Sur le bord du quai
Sur le bord du quai je suis en avance, je trépigne d'impatience.
Le train arrive à l'heure et je la vois de loin. Elle ne m'a pas encore vue, je me suis décalée pour la voir encore un peu à la dérobée et apparaître comme par magie juste devant elle, aussi tranquillement qu'elle chemine. C'est un moment doux, au ralenti comme pour savourer dès les premières secondes la chance de ces instants qui s'ouvrent enfin devant nous.
Au petit matin, je me réveille avec la gueule des bons jours, j'ai toujours aimé préparer les petits déjeuners sur la grande table en bois de la cuisine.
A Trénaour, on y revient toujours... Un autre éboulement a emporté la corde. J'ai déjà des beaux souvenirs dans cette crique qui se joue à chaque fois plus inaccessible. Peut-être parce que je prend soin d'y emmener que les gens qui me sont chers. Cette fois est encore différente, maintenant je pourrais dire qu'à Trénaour... on y fait l'amour. Sans corde, sans filet jusqu'à l'horizon, jusqu'aux sommets de la falaise, les mains enfoncées dans le sable, sans prise, prise, prenant. J'ai courru sur le sable, plongé dans les vagues et crié un "youhou!" qui résonnait tout en moi. Elle a sourit. Je me suis sentie vivante.
"Tu me retiens en me laissant les portes ouvertes... c'est une façon de faire". J'avais oublié de fermer la porte, elle ne pouvait pas quitter la maison sans la laisser ouverte... Le pire, c'est qu'en fait, j'avais le double des clés (alors que je croyais l'avoir laissé aux voisines qui étaient absentes)... que je n'ai retrouvé que ce 2 jours après... Elle m'a attendue, elle avait un tel sourire quand je suis arrivée, que je ne peux qu'oublier tout le reste. Je l'ai emmenée se baigner, elle jouait dans les vagues sans trop oser se lâcher complètement, je n'avais plus d'énergie pour la rejoindre, mais j'étais simplement bien là, à la regarder, tellement bien.

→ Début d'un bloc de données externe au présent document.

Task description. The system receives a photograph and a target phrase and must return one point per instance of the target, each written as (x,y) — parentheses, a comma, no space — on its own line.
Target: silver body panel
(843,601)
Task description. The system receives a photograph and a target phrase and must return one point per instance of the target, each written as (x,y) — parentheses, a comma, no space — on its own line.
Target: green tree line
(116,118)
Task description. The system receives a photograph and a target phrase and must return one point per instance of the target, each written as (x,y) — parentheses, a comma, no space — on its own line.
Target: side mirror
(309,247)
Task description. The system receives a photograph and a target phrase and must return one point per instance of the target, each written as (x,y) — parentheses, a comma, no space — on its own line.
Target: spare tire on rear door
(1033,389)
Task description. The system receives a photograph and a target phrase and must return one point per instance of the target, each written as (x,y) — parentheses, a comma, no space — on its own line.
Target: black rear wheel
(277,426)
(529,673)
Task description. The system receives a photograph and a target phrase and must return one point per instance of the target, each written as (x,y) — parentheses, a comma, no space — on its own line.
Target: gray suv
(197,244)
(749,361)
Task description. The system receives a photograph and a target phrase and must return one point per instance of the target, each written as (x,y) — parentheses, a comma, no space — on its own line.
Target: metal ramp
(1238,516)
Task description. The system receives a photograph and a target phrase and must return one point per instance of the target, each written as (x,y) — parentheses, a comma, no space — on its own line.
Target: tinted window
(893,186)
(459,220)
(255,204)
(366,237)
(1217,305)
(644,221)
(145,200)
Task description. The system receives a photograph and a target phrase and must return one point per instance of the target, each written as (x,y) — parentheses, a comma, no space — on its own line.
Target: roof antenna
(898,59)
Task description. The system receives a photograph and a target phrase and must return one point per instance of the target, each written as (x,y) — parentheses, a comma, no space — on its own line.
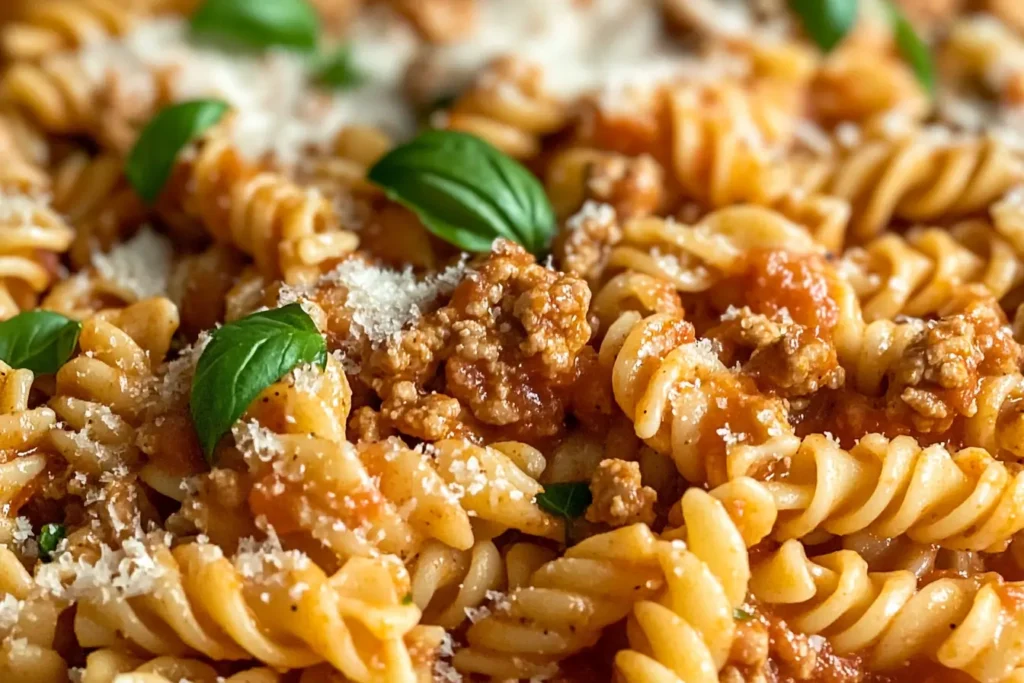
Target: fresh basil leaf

Parler avec elle, l'apprendre, l'entendre, l'écouter. Lui laisser le temps de s'exprimer, même quand elle me coupe quand j'essaye de lui formuler quelque chose, même si elle finit par me dire que je ne parle pas assez. Que je parle encore moins que la fille super câblée. Je souris. J'ai le temps, elle sait que pour bien écrire il faut du temps. Elle me bouscule aussi, se prend à vouloir organiser à ma place, je bloque. C'est chez moi ici. Mon organisation est spontanée, c'est ce qui rend mon lieu magik. Elle avait en fait une seule angoisse, celle de voir quelqu'un à qui il faut donner des horaires justes. Je comprend, elle semble habituée à prendre des décisions pour les autres, je ne la laisse pas déborder: elle se fait rembarrer mais avec le sourire du lâcher prise qui semble lui faire tellement de bien, pas besoin de gérer quiconque, juste de se laisser aller. OK mais pour un seul rdv planifié, ça va aller.
A la pêche aux bigorneaux, elle y a mis tout son sourire, toute sa classe: pas un de mauvais, tous méticuleusement bien choisis, dommage que je n'ai pu lui offrir la tartine de beurre salé qui va si bien avec la bonne bière ouessane bien fraîche.
Aux ricochets, par contre, la classe en prend un coup, mais quand son sourire me frôle tout le corps, mes ricochets traversent les vagues.
Au restau, elle ne voit pas la déco, mais se trempe jusqu'au os pour aller chercher la voiture, elle est touchante que ça prend à la gorge, parce que c'est d'habitude moi qui fait ce genre de trucs.
A la plage naturiste, elle est rayonnante dans sa nudité, elle me rend belle.
Au bord de la rivière, on se dirige spontanément vers le un endroit désert avec exactement les mêmes désirs, celui d'un au revoir qu'on voudrait prolonger sans fin.
Sur le bord du quai, je me suis assise et j'ai pleuré.